Мне потребовалась пауза, чтобы сформулировать ответ.

– Мы не просто «не вместе», Майк. Мы разведены. Прошел год. Нельзя обратить развод вспять. Мы подписали документы, мы официально порвали все возможные связи.

– Знаю, и я все понимаю, и в определенном смысле это кажется немного безумным…

– С какой стороны ни посмотри, это еще как безумно.

– Мы сделали тот выбор, который на тот момент должны были сделать. Но мне теперь лучше. Потребовалась чертовская встряска, но я взял себя в руки.

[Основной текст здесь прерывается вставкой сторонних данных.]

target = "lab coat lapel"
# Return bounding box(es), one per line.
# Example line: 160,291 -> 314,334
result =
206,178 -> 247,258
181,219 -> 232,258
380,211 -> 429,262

– Это не встряска. Это юридически заверенный документ.

Мой телефон звякнул. Заряд кончался.

– Я же тебе говорю, – не унимался Майк. – Я стал прежним… только лучше. Тебе со мной будет хорошо, Элли.

Я запрокинула голову. Как же это похоже на него, произнести те самые слова, которые мне не терпелось услышать – но выждать до тех пор, пока не будет безвозвратно поздно.

А он продолжал:

– Я полгода постоянно ходил на свидания, и знаешь что? Никто с тобой не сравнится.

– Постоянно ходил на свидания? – переспросила я.

– А ты разве нет? Тоби сказал, у тебя были свидания.

– Одно. С бельгийским страховым агентом. Сомневаюсь, что это считается.

– И у тебя никого другого нет? Правда?

Конечно, кое-кто был. Некто исключительно неподходящий, Майк сам нас прервал. Разумеется, Майк и Джейк были знакомы – они не раз пересекались на вечеринках в честь Дня благодарения и Нового года в доме Бабули Джи-Джи, и, возможно, я чертовски бы его шокировала, скажи я в тот момент что-нибудь, – а искушение было велико. Но я промолчала. Отчасти потому что мы с Майком уже не настолько близки, чтобы делиться чем-то настолько личным. Отчасти потому что я уже не была уверена, была ли идея связаться с Джейком потрясающей или абсолютно нелепой. А отчасти – хотя я никогда в этом бы даже самой себе не призналась, – потому что что-то в той почти ночи с Джейком пробило брешь в таком ранимом месте, что я знала, у меня нет выбора, только охранять эту брешь двадцать четыре часа в сутки.

– У меня была куча вариантов, – сказала я, – но я переживала период выздоровления.

– Понятно, – сказал Майк.

Телефон снова звякнул, что батарея садится.

– Возвращайся домой, – сказал Майк. – Почему тебе так надо всегда себя мучить?